Io di mio sono un pochino ansioso, è una tara di famiglia

Io di mio sono un pochino ansioso, è una tara di famiglia. E anche scaramantico.
di Ugo Giansiracusa - mercoledì 26 febbraio 2020 - 865 letture

Io di mio sono un pochino ansioso, è una tara di famiglia. E anche scaramantico.

Non certo a livelli preoccupanti tipo Woody Allen, ma insomma...

Già ogni volta che salgo su un qualsiasi mezzo di locomozione che non siano i miei piedi mi viene l’ansia.

Christine la macchina infernale e trasmissioni sui disastri aerei diventano inamovibili dalla memoria. Non come la password della mail che resetto mentalmente ad ogni accesso.

E quando leggo i bugiardini dei medicinali ho dei capogiri tipo ottovolante e tocco ferro, che non fa mai male.

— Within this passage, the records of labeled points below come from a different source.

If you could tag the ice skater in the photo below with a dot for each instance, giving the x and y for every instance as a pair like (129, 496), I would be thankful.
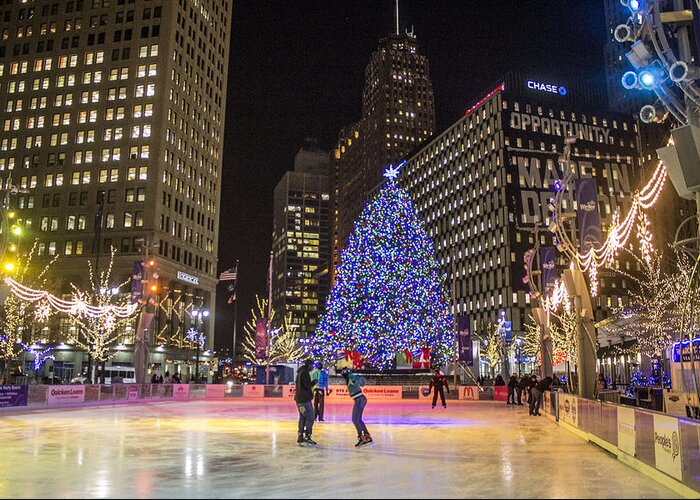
(438, 382)
(319, 377)
(303, 396)
(355, 391)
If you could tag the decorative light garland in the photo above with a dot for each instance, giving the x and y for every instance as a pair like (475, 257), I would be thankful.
(78, 307)
(620, 232)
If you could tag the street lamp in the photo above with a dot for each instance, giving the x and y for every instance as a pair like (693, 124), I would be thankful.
(518, 344)
(199, 336)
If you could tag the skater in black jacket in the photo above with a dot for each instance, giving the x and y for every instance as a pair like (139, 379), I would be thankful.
(438, 382)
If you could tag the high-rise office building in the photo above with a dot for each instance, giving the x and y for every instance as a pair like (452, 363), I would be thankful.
(397, 115)
(482, 184)
(112, 119)
(301, 241)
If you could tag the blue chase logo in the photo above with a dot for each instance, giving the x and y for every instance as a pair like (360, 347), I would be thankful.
(551, 88)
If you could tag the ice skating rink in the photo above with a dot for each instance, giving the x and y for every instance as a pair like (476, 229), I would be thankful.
(239, 448)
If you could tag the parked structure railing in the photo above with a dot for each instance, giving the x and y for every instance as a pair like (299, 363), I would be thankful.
(665, 447)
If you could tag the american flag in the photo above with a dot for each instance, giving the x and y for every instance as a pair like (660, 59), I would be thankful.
(228, 275)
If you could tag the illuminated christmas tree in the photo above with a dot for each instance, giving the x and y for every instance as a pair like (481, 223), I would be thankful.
(389, 296)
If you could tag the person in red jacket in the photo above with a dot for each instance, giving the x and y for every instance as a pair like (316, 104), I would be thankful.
(439, 381)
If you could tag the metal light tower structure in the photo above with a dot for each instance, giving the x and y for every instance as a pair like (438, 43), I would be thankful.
(663, 60)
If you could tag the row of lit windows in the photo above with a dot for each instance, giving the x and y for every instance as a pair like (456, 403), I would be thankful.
(70, 248)
(79, 222)
(140, 90)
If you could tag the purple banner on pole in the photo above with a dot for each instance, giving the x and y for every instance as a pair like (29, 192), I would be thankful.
(13, 395)
(261, 338)
(587, 214)
(137, 282)
(464, 340)
(548, 257)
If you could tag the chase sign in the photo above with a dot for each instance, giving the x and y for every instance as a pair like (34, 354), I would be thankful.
(552, 88)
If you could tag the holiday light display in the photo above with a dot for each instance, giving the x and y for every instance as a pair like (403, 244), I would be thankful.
(195, 337)
(100, 314)
(656, 300)
(532, 347)
(493, 347)
(284, 342)
(79, 306)
(389, 296)
(17, 316)
(619, 232)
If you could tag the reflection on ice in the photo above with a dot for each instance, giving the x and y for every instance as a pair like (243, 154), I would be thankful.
(208, 449)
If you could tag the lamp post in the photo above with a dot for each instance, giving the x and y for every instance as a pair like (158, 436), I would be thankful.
(198, 314)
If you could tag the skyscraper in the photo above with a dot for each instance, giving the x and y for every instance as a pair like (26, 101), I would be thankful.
(301, 240)
(397, 115)
(482, 184)
(112, 119)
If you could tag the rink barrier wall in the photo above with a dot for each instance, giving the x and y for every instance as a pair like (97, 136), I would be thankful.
(661, 446)
(56, 396)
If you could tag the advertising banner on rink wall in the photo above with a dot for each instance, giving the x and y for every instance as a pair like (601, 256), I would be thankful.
(667, 446)
(587, 214)
(253, 391)
(548, 257)
(568, 409)
(132, 393)
(465, 340)
(469, 392)
(13, 395)
(288, 391)
(373, 392)
(261, 338)
(181, 392)
(626, 431)
(215, 391)
(62, 394)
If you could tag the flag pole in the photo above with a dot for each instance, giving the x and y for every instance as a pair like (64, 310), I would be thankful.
(454, 315)
(269, 315)
(235, 316)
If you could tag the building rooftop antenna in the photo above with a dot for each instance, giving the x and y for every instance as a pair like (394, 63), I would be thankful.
(397, 17)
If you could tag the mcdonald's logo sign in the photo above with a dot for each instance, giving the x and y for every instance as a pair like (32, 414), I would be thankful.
(469, 392)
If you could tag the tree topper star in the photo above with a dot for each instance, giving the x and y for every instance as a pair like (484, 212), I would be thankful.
(392, 172)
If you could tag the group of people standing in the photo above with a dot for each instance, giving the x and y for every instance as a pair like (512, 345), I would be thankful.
(530, 387)
(158, 379)
(313, 386)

E avrei voluto aver fatto chimica, per farmi passare le paranoie, quando guardo la lista degli ingredienti dei biscotti e-325 e-293 e-checavolo!

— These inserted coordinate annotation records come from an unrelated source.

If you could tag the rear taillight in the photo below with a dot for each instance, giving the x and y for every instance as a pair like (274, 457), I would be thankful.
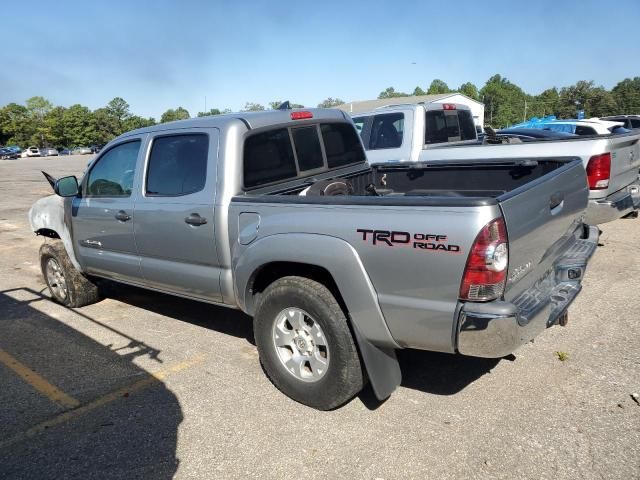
(486, 271)
(599, 171)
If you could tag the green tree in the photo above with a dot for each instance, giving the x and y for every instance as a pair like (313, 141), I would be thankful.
(211, 112)
(16, 126)
(172, 115)
(544, 104)
(391, 93)
(118, 111)
(627, 96)
(470, 90)
(330, 102)
(584, 95)
(438, 86)
(55, 128)
(78, 125)
(252, 107)
(277, 103)
(504, 102)
(133, 122)
(37, 110)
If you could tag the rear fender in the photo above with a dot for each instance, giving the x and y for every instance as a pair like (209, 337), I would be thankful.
(48, 215)
(376, 345)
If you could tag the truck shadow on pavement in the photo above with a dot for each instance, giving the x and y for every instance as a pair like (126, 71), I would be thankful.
(220, 319)
(429, 372)
(74, 408)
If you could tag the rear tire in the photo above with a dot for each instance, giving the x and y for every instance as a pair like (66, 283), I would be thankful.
(66, 284)
(305, 345)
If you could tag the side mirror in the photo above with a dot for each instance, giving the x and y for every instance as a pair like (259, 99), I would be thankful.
(66, 186)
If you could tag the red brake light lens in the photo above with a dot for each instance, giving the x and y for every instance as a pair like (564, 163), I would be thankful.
(486, 271)
(599, 171)
(301, 115)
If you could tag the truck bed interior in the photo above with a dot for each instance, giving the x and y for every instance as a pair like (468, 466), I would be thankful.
(471, 180)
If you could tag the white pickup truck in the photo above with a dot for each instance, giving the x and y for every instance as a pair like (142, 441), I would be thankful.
(445, 133)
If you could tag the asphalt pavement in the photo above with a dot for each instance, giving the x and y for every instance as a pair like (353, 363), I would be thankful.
(145, 385)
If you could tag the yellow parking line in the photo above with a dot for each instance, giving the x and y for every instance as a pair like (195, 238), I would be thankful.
(38, 382)
(65, 417)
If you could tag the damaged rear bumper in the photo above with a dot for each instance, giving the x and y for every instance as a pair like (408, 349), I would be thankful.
(496, 329)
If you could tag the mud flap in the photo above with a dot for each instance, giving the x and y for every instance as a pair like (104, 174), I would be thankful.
(381, 364)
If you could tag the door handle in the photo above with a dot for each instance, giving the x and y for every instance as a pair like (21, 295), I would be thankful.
(556, 201)
(195, 220)
(123, 216)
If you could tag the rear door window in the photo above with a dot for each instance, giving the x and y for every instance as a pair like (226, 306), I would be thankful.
(268, 157)
(308, 149)
(442, 126)
(341, 144)
(387, 131)
(467, 125)
(177, 165)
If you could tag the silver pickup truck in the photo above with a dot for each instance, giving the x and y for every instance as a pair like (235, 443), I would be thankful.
(445, 132)
(278, 214)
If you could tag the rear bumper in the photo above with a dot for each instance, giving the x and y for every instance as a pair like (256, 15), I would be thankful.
(614, 206)
(496, 329)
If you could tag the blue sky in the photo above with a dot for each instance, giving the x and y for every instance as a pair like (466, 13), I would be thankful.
(160, 54)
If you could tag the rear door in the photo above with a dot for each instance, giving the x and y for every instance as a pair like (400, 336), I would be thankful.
(174, 224)
(541, 218)
(625, 160)
(102, 216)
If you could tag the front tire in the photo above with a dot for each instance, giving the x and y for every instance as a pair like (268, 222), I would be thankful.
(305, 345)
(67, 285)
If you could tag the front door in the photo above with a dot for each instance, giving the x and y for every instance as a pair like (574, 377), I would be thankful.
(103, 215)
(174, 224)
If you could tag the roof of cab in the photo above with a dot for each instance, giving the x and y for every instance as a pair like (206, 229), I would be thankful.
(251, 119)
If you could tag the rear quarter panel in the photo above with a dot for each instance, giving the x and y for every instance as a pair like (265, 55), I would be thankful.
(417, 289)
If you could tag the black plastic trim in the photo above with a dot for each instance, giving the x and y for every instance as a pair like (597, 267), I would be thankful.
(374, 201)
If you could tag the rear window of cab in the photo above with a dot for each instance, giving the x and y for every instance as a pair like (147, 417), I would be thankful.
(289, 152)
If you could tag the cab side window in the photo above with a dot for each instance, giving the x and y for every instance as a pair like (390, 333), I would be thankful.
(177, 165)
(112, 175)
(387, 131)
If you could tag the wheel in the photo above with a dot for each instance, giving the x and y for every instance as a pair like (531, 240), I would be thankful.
(305, 345)
(67, 285)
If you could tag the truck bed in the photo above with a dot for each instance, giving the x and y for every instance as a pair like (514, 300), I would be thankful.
(454, 182)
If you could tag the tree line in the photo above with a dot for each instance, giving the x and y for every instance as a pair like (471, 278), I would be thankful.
(39, 122)
(506, 103)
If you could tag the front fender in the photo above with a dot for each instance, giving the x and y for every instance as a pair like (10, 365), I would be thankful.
(49, 213)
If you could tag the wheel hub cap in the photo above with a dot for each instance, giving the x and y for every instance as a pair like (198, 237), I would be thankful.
(301, 345)
(55, 279)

Mia moglie lo sa, per guardare il telegiornale mi armo di sacchetto di carta per l’iperventilazione che ogni volta che sento la frase "cambiamenti climatici" mi viene un attacco.

La società dell’ansia e delle fobie!

E l’invasione degli stranieri. E la crisi economica che dobbiamo accettare salari da fame. E l’inversione dei poli. E il rischio impatto di meteoriti. E non si può prendere il sole senza protezione. E il cibo contaminato. E i vaccini mortali. E le nanoplastiche che entrano nell’organismo.

E ci mancano solo gli alieni e il giudizio universale!

Che ansia!

Ma come si fa a vivere in questo modo? Tra preoccupazioni fin troppo reali e fobie create ad arte è una vita grama.

E mi chiedo a chi giova questo clima di perenne emergenza. Di paura costante.

Eppure nei momenti di lucidità riesco ancora a distinguere i veri problemi da quelli gonfiati mediaticamente.

Ma è sempre più dura. Sardine contro l’ansia.

Secondo me il fiore del partigiano era un bellissimo fiore di camomilla.